Astroceramus cyclus

Scientific classification
- Kingdom: Animalia
- Phylum: Echinodermata
- Class: Asteroidea
- Order: Valvatida
- Family: Goniasteridae
- Genus: Astroceramus
- Species: A. cyclus
- Binomial name: Astroceramus cyclus Mah, 2026

= Astroceramus cyclus =

- Genus: Astroceramus
- Species: cyclus
- Authority: Mah, 2026

Species of sea star

Astroceramus cyclus is a species of deep-sea starfish in the family of Goniasteridae. It was first described by Christopher L. Mah in 2026 from specimens collected off New Caledonia. The species belongs to the genus Astroceramus, a group of deep-sea sea stars found in Pacific ocean.

==Description==
The body shape of the animal is a pentagonal like. Primary circlet composed of enlarged plates.
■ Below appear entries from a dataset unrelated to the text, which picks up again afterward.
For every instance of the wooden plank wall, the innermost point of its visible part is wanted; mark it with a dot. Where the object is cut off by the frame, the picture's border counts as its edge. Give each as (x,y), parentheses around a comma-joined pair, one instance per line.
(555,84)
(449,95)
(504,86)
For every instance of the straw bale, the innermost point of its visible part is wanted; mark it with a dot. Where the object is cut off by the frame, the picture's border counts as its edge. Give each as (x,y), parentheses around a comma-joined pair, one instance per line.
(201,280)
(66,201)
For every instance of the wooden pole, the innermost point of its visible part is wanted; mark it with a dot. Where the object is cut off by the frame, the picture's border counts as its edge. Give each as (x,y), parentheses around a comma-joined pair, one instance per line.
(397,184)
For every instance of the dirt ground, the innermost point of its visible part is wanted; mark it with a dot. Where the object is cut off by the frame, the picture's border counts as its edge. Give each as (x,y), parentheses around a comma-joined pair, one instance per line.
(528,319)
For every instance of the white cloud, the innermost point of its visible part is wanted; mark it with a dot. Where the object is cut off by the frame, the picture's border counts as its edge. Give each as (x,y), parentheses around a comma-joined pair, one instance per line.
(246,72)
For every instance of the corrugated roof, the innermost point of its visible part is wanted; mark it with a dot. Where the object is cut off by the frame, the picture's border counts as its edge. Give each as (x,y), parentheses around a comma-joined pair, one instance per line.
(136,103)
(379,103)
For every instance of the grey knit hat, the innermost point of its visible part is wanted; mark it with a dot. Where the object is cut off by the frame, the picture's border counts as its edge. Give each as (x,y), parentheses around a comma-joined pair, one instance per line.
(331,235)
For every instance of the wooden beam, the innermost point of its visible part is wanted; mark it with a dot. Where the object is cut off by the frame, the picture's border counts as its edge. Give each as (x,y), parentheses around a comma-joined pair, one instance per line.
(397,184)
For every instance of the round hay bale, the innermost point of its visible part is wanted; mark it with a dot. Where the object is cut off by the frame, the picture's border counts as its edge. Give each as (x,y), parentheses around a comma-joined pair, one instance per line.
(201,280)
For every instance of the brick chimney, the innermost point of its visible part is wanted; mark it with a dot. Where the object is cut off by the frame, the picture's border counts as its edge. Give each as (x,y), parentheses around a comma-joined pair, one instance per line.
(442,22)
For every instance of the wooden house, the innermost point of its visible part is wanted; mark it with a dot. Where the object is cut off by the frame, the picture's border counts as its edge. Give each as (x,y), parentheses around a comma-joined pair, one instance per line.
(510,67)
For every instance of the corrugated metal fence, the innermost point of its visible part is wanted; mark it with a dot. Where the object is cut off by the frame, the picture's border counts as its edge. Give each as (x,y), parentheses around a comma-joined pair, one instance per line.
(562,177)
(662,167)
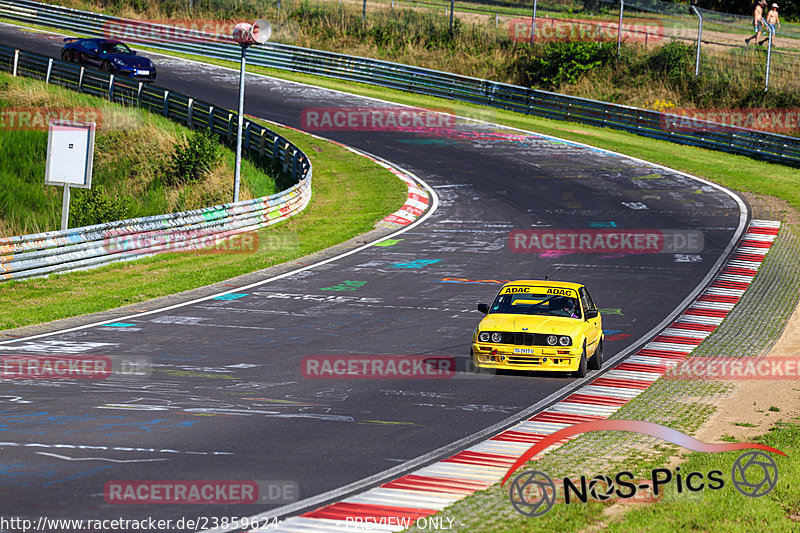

Superomarginal plates 4 per interradius, pre terminal superomarginals abutted, each plate strongly tumid, enlarged relative to adjacent superomarginals.

==Taxonomy==
Astroceramus cyclus was described in 2026. The holotype specimen (MNHN-IE-2013-7006) and paratype specimens are housed in the collections of the National Museum of Natural History in Paris, France.